In the landscape of machine learning, tabular data persists as the central format across various domains: industrial, healthcare, academic, among others. Deep learning models, including CNNs and transformers, have been extensively adopted for tabular data, leading to remarkable performances. Nonetheless, these techniques entail significant computational resources, extensive preprocessing, and hyperparameter tuning, creating accessibility and scalability constraints. Existing solutions also typically fall short when confronted with feature incremental learning (FIL)—a scenario where features within the dataset increase over time. This highlights the demand for innovative solutions that support the continuous evolution of datasets.

State-of-the-Art and Motivation

The paper contextualizes the challenge by surveying the present solutions, which fall into different categories: classical machine learning models, deep learning approaches based on CNNs and transformers, and more recently, the adoption of self-supervised learning strategies. Deep learning models like TabNet, AutoInt, and TabTransformer represent the most recent advancements for tabular data, leveraging attentions and embeddings to manage categorical and numerical features. Yet, the divergence from simpler models towards these complex architectures exacerbates the need for extensive tuning and data manipulation.
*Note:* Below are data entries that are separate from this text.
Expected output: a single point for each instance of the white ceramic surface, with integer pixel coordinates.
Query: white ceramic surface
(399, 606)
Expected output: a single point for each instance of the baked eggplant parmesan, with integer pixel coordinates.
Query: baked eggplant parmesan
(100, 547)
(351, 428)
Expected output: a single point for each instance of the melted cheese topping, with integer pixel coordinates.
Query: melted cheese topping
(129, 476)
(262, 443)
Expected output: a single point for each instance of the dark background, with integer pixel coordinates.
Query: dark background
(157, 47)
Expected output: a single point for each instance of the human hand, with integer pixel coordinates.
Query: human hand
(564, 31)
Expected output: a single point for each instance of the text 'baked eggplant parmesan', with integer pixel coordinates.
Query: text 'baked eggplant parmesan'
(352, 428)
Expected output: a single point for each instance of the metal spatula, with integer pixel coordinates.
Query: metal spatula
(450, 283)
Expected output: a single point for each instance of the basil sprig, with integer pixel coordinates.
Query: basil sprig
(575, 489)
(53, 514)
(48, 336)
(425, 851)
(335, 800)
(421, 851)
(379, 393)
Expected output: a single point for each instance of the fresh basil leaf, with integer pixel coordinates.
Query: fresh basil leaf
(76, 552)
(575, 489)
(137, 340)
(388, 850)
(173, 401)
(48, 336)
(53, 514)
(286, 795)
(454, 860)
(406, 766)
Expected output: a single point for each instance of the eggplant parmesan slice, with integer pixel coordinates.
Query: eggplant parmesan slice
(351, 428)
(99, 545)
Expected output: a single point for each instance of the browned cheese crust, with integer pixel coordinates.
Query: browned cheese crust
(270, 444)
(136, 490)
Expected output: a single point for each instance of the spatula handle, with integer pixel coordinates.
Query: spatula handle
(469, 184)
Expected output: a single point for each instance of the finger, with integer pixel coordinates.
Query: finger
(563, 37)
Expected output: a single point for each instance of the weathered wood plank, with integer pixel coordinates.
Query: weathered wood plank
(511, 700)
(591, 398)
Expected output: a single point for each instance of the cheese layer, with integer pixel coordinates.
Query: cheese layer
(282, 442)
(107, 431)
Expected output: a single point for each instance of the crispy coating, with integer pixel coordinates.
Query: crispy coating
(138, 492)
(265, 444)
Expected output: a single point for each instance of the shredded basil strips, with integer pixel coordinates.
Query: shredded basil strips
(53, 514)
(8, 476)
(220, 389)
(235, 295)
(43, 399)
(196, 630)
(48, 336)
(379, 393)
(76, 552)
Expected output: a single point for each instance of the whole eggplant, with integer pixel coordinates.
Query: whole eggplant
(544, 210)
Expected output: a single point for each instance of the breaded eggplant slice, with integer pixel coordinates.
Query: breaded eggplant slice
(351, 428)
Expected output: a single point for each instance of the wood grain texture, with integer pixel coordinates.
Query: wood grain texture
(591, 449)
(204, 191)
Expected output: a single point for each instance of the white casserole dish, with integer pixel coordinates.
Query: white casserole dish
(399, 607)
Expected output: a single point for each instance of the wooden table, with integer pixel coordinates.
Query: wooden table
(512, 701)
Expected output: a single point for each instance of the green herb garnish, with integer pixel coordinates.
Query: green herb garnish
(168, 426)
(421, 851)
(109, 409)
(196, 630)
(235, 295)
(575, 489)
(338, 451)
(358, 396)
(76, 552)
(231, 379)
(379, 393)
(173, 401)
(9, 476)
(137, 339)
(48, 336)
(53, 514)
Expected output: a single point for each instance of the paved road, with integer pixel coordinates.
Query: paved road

Notably, almost all current methods operate under vanilla supervised learning, with limited capacity to handle FIL. The research necessitates an architecture that can operate efficiently in dynamic feature environments without retraining from scratch when new data enters the scene.

Novel Approach: MambaTab

The authors propose a novel solution: MambaTab, based on structured state-space models, specifically exploiting the Mamba SSM variant for handling tabular data in an end-to-end supervised learning setting. MambaTab stands out due to its parameter efficiency, low preprocessing requirements, and innate support for FIL. The ability of the Mamba framework to deal with long-range dependencies and its linear scalability sets MambaTab apart from the conventional deep learning models, notably reducing the number of parameters, typically by more than 99%, in comparison to transformer-based solutions. The paper's empirical evaluation across various benchmark datasets illustrates MambaTab's superior performance, evidencing its capability as a lightweight and adaptable methodology for practitioners dealing with tabular data.

Benchmarking MambaTab

In an extensive empirical paper spanning eight public datasets and two different learning contexts—vanilla supervised learning and FIL—MambaTab consistently outstripped state-of-the-art baselines. For vanilla supervised learning, MambaTab provided superior or competitive performances across datasets while utilizing a fraction of the parameters required by other models. In the domain of FIL, the methodology demonstrated a seamless adaptation without the need for complex restructuring or significant parameter tuning.

Conclusion and Future Work

MambaTab is set forth as a transformative approach for tabular data, offering not only reduced complexity but also an 'out-of-the-box' solution for environments where datasets continually evolve. Its ability to deliver across a spectrum of domains and dataset structures without the encumberment of labor-intensive preprocessing establishes it as a robust candidate for broad applications. Looking ahead, the authors aspire to extend their work into regression tasks, further broadening the scope of MambaTab's utility. Through continued refinement and extension, MambaTab offers the potential to mitigate current challenges and propel the next wave of machine learning for tabular data.